The creation of the state of Israel was more than a geopolitical event; it was a return to a time when territory and religion were inseparable. The Promised Land was the Holy Land. As Rabbi Abraham Isaac Kook wrote in the early 20th century; “The spirit of the Lord and the spirit of Israel are one!”  Kook’s son later declared; “The State of Israel is divine” after the 1967 war.

While every country has its own national pride, Israel and the United States have self-images of being special that is unique. “Amid an epic history of claims to heavenly-sent entitlement, only two nation-states stand out for the fundamental, continuous, and enduring quality of their conviction and the intense seriousness (and hostility) with which others take their claims: the United States and Israel,” Todd Gitlin and Liel Leibovitz write in The Chosen Peoples: America, Israel and the Ordeals of Divine Election. “heavenly-sent entitlement” is the shared value so often promoted between Israel and the United States.

Jewish messianic Zionism can be compared to Americans’ belief in Manifest Destiny “from sea to shining sea.” Both give a sacred politics of place to the land they conquered and occupied; both ignore those who had lived on the land before, Palestinian Arabs or Native Americans.

Count how many times the United States has defended Israel at the United Nations. But it is not enough to quantify the over 40 times the U.S. has vetoed resolutions condemning Israel. The U.S. has used its leverage to change the language of many resolutions, as it did before abstaining in the latest Security Council resolution. There is something here well beyond the incessant, successful political lobbying of the American Israel Public Affairs Committee, so aptly described by John Mearsheimer and Stephen Walt in The Israel Lobby and U.S. Foreign Policy.

Can Israel and the United States see themselves and act as normal states?
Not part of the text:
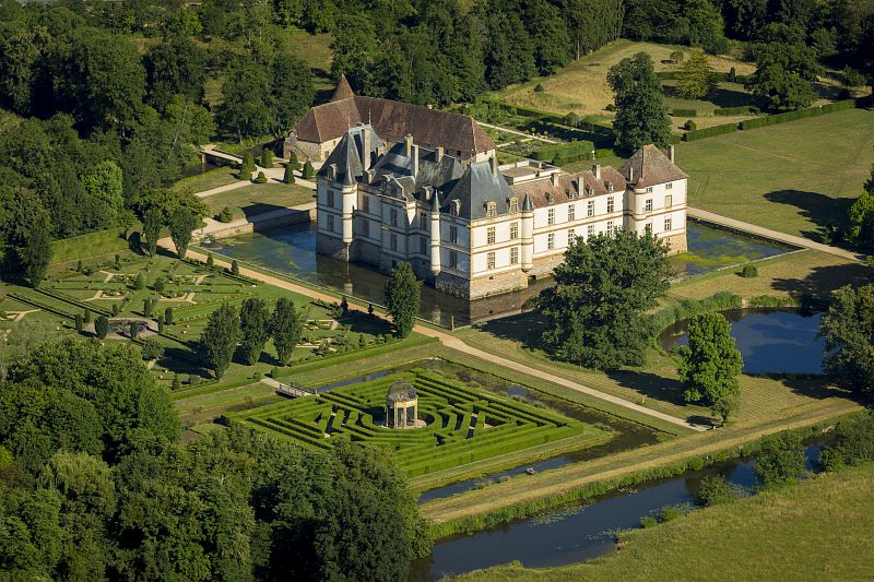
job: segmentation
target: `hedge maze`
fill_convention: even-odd
[[[399,379],[415,385],[418,417],[427,423],[425,427],[381,426],[386,394]],[[305,447],[328,448],[338,437],[381,447],[392,452],[410,476],[554,442],[583,430],[579,420],[420,369],[234,414],[231,419]]]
Can they recognize themselves as modern countries similar to all other modern countries which are subject to international law and generally accepted international norms? If they can, they must demythologize their foundational messianic myths of being Chosen. For Americans, reading A.G. Hopkins’ magisterial American Empire would be a start; it places U.S. history in a traditional international relations context without myths of being exceptional or Chosen.

Israel and the United States have become international pariahs because their Chosen myths have not been demythologized. They remain separate from other countries by continuing to refuse to live in this world as normal states. At this moment, Palestinians are overwhelmed by the horrors of joint actions by the two self-proclaimed Chosen. The need for demythologizing is critical and urgent.

Daniel Warner is the author of An Ethic of Responsibility in International Relations. (Lynne Rienner). He lives in Geneva.